Aaron Jay Young / Gay Times

I grew up wanting to become an actress and model, and there were always the two types of angels I wanted to grow up to become; a Charlie’s Angel and a Victoria Secret Angel.

One was more about strength, kicking-ass and sisterhood, while looking good. The other about sex appeal, beauty and desirability, while almost naked. Both were dreams to aspire to and something that I occasionally fantasise that I was. Like your average consumer, I was a frequent shopper at Victoria Secret. I bought all the underwear that they sold for 5 for $20. Over the years it would go up to 5 for $30. But still I bought it, I had the coveted VS Angel Card. I also bought their perfumes, sexy lingerie and some of the men I dated also felt compelled to dress me in their fantasy and would buy things for me from Victoria Secret.

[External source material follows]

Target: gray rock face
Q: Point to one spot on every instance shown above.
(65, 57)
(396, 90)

Related: Meet four women not asking for trans representation, they’re demanding it

It’s no secret that Victoria Secret has been transphobic and discriminatory towards plus size women and transgender models because that’s actually been evident throughout decades of their existence. Proven time and time again through their advertising from the lack of the diversity and sizes on the pages of their catalog, and their predominantly white, skinny, European models in the commercials and runway shows – so it’s not like we’re surprised. But for a 70 year old man to come right out and say that transexuals and plus size women will never be cast on the annual iconic Victoria Secret runway show because what they sell is a fantasy, suggesting that we can’t sell fantasy  — pretty much destroys “the fantasy” for millions of women around the world. Congratulations, Ed Razek! You’ve just destroyed every young girl’s fantasy for themselves.


What was the point of that really? Besides confirming our suspicions and putting your brand on the list of archaic, un-evolved and out of touch businesses to avoid. What is the matter with a young trans girl or a young plus size darling dreaming and fantasising about their bodies being desired or loved? In fact, you could have benefitted from it. But too late, we’ll see to it that that doesn’t happen. Suggesting that trans women are less to be desired perpetuates the idea that trans women don’t get to be loved. And continues to shape a culture that vilifies, ostracise and murders trans women. So I must speak out on this issue because my artistic message as an actor and filmmaker has always been to shift this narrative and prove to the world that not only do we deserve to be loved but that we actually do have love in our lives. And it’s time for brands and media to catch up.

Thankfully, there are better and woke AF brands like Chromat and Marco Marco that celebrates and showcases all body types and genders on their runway. Thankfully, there are gorgeous, hardworking desirable trans models and plus size models to aspire to be. And believe me, they know how to sell fantasy.

If you are a young aspiring model or just want to see proof that you can literally be anything you ever dreamed of. Have a look at the careers of Geena Rocero, Lea T, Leyna Bloom, Trace Lysette, Carmen Carrera, Isis King, Tracy Africa, Munroe Bergdorf, Andrea Pejic, Gisele Alicea, Gigi Gorgeous, Valentina Sampaio, Laverne Cox, Candis Cayne and Rain Dove. Trust that there are many many more that I can’t think of right now or aren’t even publicly out yet. And the truth is – we don’t need Victoria Secret’s inclusion to validate our desirability. But we do need to hold them accountable for their public discrimination, prejudice and misogyny that leads to violence and deaths towards trans women and non-binary folks.

We are a targeted community and already have so much to fight. And in all honesty, trans women and plus size women are more than a fantasy. We are the vision of the future and some of the funniest and sexiest women I know. So I call upon the brands that stand with us and celebrates all body types, genders and ethnic backgrounds to use their power and platform to give us the fantasy that we deserve.